Après la montée des tensions, on devrait maintenant en voir la baisse, sauf à ce qu’un grain de sable ne vienne en interrompre le cours, et que les protagonistes perdent la maîtrise du jeu, ce qui est toujours possible. Pas de doute, la politique internationale est un «long fleuve tranquille»… avec quelques crues !
François Martin
Photo : kremlin.ru ; president.gov.ua ; Gerd Fahrenhorst / Wikimedia Commons
1 – La poursuite, par le Président ukrainien Zelensky, d’une politique agressive et maximaliste à l’égard des régions séparatistes du Donbass, à l’inverse de ses promesses de campagne. Il avait même, à l’époque, et il l’a redit récemment, appelé à rejeter les accords de Minsk, faisant ainsi peser sur ces régions une grave menace sur leur avenir. Poutine avait réagi.
2 – La poussée américaine vers une – impossible – intégration de l’Ukraine dans l’OTAN.
3 – Une décision très impopulaire, qui a fait perdre des milliers d’emplois et, à terme, son indépendance énergétique au pays.
4 – Et avec l’appui des Occidentaux, qui continuent à lui livrer des armes, en contradiction avec les accords de Minsk.
5 – C’est ainsi qu’il a obtenu la «peau» de Saakashvili en Géorgie.
6 – Dont l’Europe fait un opposant politique de première importance, alors qu’il n’a fait que 2 % aux dernières présidentielles, et que son parcours personnel n’est pas d’une grande clarté. Voir «L’étrange affaire Navalny» dans la SRP du 11 février 2021.
7 – Alors que nous sommes très loin de faire de même à l’égard de la Chine ou des pays du Golfe, ou même des pays africains, tous ces pays dont la déontologie démocratique n’est pas idéale. «Pourquoi nous ?», se dit-il certainement.
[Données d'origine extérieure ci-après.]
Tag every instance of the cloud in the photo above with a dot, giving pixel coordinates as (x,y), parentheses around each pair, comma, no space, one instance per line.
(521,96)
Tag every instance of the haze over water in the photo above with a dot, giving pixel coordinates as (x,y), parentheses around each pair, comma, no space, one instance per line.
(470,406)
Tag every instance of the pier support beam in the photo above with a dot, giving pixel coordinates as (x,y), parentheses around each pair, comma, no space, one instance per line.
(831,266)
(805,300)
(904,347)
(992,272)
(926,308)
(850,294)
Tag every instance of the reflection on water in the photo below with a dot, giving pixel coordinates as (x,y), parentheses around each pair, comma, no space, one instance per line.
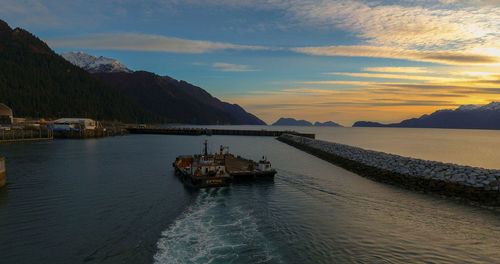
(117,200)
(471,147)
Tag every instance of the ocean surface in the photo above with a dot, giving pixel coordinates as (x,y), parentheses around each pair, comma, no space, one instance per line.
(116,200)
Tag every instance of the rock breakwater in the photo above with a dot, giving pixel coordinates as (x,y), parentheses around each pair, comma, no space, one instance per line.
(471,183)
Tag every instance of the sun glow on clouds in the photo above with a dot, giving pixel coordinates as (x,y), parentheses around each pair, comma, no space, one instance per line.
(375,100)
(457,41)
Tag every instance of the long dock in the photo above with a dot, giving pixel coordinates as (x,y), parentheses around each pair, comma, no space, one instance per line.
(24,135)
(216,131)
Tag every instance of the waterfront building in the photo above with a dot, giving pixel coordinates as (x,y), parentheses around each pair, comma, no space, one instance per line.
(78,124)
(6,116)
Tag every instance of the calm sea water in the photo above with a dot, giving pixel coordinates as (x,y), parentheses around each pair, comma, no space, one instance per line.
(116,200)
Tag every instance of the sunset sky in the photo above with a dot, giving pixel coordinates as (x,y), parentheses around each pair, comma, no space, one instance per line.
(318,60)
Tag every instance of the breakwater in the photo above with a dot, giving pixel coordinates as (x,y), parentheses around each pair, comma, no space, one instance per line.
(452,180)
(213,131)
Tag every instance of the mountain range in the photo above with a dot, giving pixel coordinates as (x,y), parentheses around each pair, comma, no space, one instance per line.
(464,117)
(94,64)
(37,82)
(293,122)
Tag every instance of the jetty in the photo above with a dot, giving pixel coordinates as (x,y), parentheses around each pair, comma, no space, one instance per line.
(216,131)
(472,184)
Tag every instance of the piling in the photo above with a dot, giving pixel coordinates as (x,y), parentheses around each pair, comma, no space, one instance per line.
(3,177)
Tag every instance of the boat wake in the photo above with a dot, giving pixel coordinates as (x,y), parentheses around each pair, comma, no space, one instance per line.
(213,230)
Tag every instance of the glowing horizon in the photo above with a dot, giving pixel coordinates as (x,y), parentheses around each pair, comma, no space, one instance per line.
(317,60)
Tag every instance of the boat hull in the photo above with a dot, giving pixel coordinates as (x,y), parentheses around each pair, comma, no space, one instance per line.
(201,182)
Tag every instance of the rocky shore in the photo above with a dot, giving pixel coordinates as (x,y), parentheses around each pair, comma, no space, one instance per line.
(471,183)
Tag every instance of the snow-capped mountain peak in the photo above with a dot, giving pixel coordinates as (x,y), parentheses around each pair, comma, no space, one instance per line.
(94,64)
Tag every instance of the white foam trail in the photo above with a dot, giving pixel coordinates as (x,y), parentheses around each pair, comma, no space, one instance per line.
(213,231)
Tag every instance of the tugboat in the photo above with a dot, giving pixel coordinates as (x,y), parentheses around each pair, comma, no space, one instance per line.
(202,171)
(219,170)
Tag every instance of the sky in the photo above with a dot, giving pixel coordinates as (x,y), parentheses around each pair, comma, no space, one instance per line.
(319,60)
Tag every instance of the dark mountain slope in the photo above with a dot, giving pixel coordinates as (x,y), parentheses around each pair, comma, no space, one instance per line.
(35,81)
(176,102)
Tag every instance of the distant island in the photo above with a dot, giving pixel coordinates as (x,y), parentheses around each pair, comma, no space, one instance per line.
(294,122)
(463,117)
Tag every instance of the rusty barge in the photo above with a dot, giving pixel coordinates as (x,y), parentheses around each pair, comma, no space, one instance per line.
(219,169)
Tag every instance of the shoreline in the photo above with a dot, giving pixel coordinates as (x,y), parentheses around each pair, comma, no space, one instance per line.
(409,173)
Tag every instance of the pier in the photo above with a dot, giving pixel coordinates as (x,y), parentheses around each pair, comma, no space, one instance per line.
(22,135)
(216,131)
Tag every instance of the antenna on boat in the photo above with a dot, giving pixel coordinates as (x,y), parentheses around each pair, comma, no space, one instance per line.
(205,149)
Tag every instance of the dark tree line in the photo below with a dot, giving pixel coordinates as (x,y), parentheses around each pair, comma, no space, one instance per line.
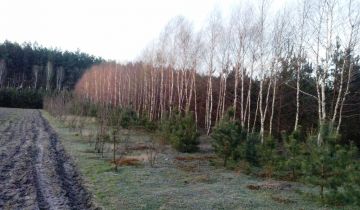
(29,65)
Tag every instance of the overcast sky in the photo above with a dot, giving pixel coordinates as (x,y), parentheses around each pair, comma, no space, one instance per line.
(112,29)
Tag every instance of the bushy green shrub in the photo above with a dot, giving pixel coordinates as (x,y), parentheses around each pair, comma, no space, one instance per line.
(331,167)
(251,152)
(184,136)
(180,132)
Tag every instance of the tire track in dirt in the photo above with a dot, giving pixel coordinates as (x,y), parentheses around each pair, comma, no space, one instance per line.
(35,172)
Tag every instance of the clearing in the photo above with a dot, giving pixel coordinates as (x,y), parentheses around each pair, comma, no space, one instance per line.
(177,181)
(35,172)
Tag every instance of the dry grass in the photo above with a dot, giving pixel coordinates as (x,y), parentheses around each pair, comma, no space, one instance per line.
(282,200)
(193,158)
(253,187)
(127,162)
8 – Poutine pourrait facilement se prévaloir, comme tant d’autres avant lui, de «populations sœurs martyrisées».
9 – Comme nous-mêmes devrions le faire, si nous avions un peu plus de courage.
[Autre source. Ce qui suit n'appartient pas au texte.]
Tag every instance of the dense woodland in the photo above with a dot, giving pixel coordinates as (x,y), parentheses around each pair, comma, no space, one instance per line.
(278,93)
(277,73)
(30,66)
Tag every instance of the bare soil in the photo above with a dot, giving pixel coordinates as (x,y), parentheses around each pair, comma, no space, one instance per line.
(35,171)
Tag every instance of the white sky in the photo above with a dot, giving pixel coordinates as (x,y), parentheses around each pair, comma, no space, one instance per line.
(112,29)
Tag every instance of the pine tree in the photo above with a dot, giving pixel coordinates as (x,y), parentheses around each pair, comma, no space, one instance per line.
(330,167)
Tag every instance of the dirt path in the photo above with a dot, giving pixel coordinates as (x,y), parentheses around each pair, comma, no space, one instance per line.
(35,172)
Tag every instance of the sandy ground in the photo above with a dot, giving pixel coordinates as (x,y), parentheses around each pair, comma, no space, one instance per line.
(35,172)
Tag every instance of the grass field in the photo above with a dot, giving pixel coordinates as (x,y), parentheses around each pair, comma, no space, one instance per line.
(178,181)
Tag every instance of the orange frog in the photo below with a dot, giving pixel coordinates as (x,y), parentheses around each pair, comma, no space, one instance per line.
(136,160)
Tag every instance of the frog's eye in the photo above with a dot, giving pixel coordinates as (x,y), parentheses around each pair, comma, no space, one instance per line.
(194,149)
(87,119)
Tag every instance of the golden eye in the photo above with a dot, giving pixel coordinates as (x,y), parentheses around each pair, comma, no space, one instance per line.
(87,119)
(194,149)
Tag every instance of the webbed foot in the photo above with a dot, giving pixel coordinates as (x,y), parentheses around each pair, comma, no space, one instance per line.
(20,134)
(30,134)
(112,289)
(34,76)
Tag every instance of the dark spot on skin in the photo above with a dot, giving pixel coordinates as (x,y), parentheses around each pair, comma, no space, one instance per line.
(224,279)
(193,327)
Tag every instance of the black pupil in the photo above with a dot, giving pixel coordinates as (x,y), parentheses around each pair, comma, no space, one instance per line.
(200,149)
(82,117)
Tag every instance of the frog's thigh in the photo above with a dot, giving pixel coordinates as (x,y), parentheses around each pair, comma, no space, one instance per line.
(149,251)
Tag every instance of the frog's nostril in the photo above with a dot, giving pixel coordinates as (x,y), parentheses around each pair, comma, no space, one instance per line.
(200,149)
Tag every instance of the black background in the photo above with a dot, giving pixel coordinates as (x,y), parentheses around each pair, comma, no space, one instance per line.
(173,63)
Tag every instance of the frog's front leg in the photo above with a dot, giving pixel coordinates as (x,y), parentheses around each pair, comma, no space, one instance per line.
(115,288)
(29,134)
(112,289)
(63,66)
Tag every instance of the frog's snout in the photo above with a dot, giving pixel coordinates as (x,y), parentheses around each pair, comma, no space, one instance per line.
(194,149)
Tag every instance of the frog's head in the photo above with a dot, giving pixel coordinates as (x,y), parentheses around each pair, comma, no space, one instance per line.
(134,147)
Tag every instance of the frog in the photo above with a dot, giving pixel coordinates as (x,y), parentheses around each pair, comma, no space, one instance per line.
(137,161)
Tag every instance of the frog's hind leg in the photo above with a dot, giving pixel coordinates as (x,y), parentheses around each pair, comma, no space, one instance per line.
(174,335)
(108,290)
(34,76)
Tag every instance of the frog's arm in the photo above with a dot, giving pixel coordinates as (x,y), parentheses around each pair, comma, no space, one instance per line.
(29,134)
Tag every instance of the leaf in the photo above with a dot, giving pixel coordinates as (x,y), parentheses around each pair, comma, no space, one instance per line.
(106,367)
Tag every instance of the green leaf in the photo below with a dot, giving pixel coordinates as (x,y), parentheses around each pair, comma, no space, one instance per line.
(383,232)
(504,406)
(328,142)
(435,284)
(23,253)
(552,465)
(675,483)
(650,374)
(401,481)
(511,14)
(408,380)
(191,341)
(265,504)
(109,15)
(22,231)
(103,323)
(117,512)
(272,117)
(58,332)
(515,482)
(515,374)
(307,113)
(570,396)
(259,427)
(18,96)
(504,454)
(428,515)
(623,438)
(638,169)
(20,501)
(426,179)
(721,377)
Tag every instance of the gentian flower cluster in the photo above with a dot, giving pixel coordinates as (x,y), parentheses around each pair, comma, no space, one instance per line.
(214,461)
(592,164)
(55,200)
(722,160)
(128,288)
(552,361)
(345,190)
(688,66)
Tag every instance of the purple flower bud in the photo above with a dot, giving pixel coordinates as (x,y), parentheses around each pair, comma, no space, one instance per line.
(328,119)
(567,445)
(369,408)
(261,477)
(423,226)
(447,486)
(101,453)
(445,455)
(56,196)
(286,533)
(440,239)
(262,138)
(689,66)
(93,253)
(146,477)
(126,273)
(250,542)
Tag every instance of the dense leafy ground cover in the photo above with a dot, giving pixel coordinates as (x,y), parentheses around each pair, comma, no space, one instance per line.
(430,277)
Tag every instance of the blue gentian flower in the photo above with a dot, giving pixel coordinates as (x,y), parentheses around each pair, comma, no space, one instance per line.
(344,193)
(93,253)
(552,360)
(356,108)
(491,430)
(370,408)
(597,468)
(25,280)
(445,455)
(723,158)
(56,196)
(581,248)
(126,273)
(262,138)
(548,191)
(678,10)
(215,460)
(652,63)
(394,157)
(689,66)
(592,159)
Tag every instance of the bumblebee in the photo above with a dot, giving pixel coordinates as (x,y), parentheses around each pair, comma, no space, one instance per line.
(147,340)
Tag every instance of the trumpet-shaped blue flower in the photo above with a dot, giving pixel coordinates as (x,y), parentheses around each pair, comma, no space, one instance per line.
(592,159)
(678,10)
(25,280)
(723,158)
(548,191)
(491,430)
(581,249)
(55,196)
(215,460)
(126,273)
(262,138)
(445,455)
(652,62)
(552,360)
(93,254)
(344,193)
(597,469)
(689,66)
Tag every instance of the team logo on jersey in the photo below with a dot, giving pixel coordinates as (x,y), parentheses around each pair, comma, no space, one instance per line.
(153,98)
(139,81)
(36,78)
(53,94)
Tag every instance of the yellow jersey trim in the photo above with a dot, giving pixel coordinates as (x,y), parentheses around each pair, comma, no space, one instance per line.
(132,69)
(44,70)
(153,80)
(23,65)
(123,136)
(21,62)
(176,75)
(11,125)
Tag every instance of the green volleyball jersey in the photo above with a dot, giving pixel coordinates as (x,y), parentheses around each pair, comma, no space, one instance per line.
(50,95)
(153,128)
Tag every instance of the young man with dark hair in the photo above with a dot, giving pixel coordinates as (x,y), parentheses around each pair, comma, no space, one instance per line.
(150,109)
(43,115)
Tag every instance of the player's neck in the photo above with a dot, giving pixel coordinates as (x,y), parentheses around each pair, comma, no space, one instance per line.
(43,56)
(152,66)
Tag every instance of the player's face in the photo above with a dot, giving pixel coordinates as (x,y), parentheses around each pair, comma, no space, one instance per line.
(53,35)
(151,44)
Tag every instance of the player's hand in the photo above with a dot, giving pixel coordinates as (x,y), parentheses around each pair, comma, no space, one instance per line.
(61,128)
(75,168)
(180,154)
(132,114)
10 – Depuis le conflit de l’Oussouri de 1969, et même bien avant, la Chine considérant depuis toujours que la partie asiatique de la Russie est sa propriété. Voir Wikipédia.
11 – Il faut rappeler que ni l’Europe, ni les USA n’ont accepté d’être présents aux cérémonies du 9 mai 2015 célébrant la victoire russe sur l’Allemagne nazie. Une humiliation de grande ampleur, quand on sait le prix exorbitant que les Russes ont payé dans ce conflit. Voir Euractiv.fr.
12 – Bien que nous fassions, nous aussi, de la Crimée presque une «question de principe», les Russes ne le voient pas ainsi, considérant : 1) que la faute initiale est le «putsch» qui démet, sous la pression de la rue, le président Ianoukovytch de ses fonctions au lendemain même des accords de Maïdan du 21 février 2014 ; 2) que l’indépendance de la Crimée et son union avec la Russie ont été actées par un referendum, le 14 mars 2014, avec 97 % de «oui» ; 3) que l’occident a fait moins de chichis avec l’indépendance du Kosovo, accordée sans aucune consultation populaire et après une guerre menée contre la Serbie.